↻ Lama baca < 1 menit ↬

MEMANG SEBAIKNYA PAKAI PERTAMAX, TAPI…

Dari sepuluh pemilik sepeda motor bermesin 200 cc ke bawah, berapakah yang membeli motor untuk klangenan, apalagi sekadar supaya teras rumah sesak. Berapa? Berapa? Be-ra-pa?

Baiklah, Tuan dan Nyonya. Saya tak hendak bicara anggaran negara. Saya tak hendak mengupas subsidi BBM untuk premium. Sudah banyak yang menyodorkan angka. Saya pun tak hendak bicara soal otomotif tentang pasal kompresi mesin yang butuh bensin beroktan layak.

Saya hanya bicara soal kecil. Mohon dibaca ulang paragraf pertama. Maka saya yakin Tuan dan Nyonya pun paham bahwa mayoritas orang membeli dan mengendarai sepeda motor karena dipaksa oleh keadaan. Drama setahun sekali saat mudik Lebaran sudah Tuan dan Nyonya ketahui.

Apa yang saya maksud dengan keadaan? Sebagai kaum pintar terdidik, Tuan dan Nyonya sudah paham bahwa pangkal masalah ada pada kekurangan sistem transportasi umum yang layak. Sebagian besar dari 35 jutaan sepeda motor di negeri ini dibeli karena angkutan umum tak membahagiakan.

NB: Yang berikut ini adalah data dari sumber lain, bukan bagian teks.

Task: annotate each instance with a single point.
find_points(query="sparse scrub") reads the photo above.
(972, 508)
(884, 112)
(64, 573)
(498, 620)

Saya tak bicara soal orang akan datang ke kondangan harus naik apa. Saya bicara soal keseharian orang bepergian yang mau tak mau harus naik motor, karena gonta-ganti angkutan umum, apalagi disambung ojek, bisa menghabiskan separo gaji mereka.

Masih untung bisa beli motor, secara kredit pula, kata Tuan dan Nyonya. Baiklah, kalau ingin bicara sejarah kesejahteraan sebaiknya membuat contoh yang mengesalkan: 40 tahun silam sepeda motor adalah barang mewah, padahal seliter premium masih Rp 54.

Tuan dan Nyonya, setiap pemilik motor, terlebih keluaran lima tahun terakhir, sangat paham bahwa Pertamax lebih layak karena memberikan tarikan yang lebih bagus ketimbang Premium. Pertamax juga membuat mesin lebih awet.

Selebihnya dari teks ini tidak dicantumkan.